Wedding Practice.
Monday, April 26th, 2010Wedding Season is on! We’ll be attending 7 weddings through October, including our own. We’ll be missing two, scheduled on the same day as other weddings.
Saturday night kicked off the season. This was being held at the Lighthouse at Chelsea Piers, so close to our apartment that we walked the High Line to get there. We arrived before the schedule start and milled around in the lobby. We were let into the ceremony area, and sat awaiting the start with a gorgeous view of the Hudson River and New Jersey skyline. We could see friends peaking around the curtain, watching the space fill up with the faces of loved ones.
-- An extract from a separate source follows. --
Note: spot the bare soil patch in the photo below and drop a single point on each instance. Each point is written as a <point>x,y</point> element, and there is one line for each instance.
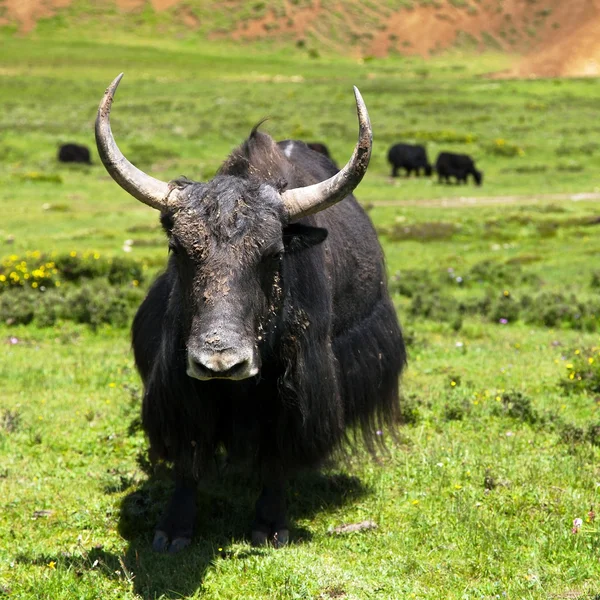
<point>553,38</point>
The ceremony was very short and sweet. They had an officiant with the best New York accent I’ve heard in a long time, an old schooler. They selected two readings of lyrics- great indie rock songs that I’m sure are meaningful for them. And then- vows and rings, married! I sat there, soaking in every moment, knowing that in two weeks, our loved ones, some of them in this room would be sitting waiting anxiously for us to walk towards our marriage. That our voices may become shaky as we read our vows and exchange rings.
Just as the ceremony ended and the wedding party walked down the aisle, the curtains were parted and it was cocktail hour! Servers waiting with wine and champagne (note to my venue!) and a delicious spread of food. We mingled with our friends, enjoyed the champagne and open bar. At some point, we made our way to our table for dinner. We sat with two other couples, friends of the Mister from high school and two men, friends of the groom who didn’t know anyone. We had the first course around 9 and didn’t eat our entree until 11:00, which was a bit late for me. There was a dessert course and cake. It seemed like many meals went uneaten.
Perhaps this is a wedding trend, but there was a lot of dancing before dinner and between courses. While I was on the dance floor rocking some air guitar, I do find it confusing and not sure I like it. I like having my meal and then the dance party. It never felt like a dance party got going, as it was being interrupted for courses. Some friends commented that having dancing before dinner allows some older family members to dance, who may leave earlier.
I was thinking that their wedding was good practice, thinking about how lovely it was, but there might be things that didn’t go as planned for them. And guess what? I didn’t notice! If something was off, or didn’t go as planned, I would have never noticed. I drank, danced, mingled and behaved as a proper wedding guest. I was curious if I’d feel any jealousy- or inadequacy about my own wedding. Sometimes, I’d feel that my wedding wasn’t going to be like all the ones I see featured on blogs. That it’s not unique, indie, DIY, fill in the blank enough. The minute I stopped reading those blogs is the day those feelings went away. I’m comfortable knowing we made all the best decisions for our wedding, a true reflection of what we want, who we are, and what we could afford. And the authenticity is in the feeling of the day, something you can’t buy.
There was a moment I was unprepared for, and most likely was helpful. The bride’s father had passed away years ago, and I had a moment of tears spilling over during the sister’s toast. Before she ended, she said, “I wish Daddy was here to see you” and I just heaved internally. The mister quickly put his arm around me and rubbed my back. I will sob at any mention of a missing parent, on any occasion. The sadness I’ve felt in the past year is immeasurable, and I know there is no preparation for the emotions on the day, and I will let myself feel all of them as they come.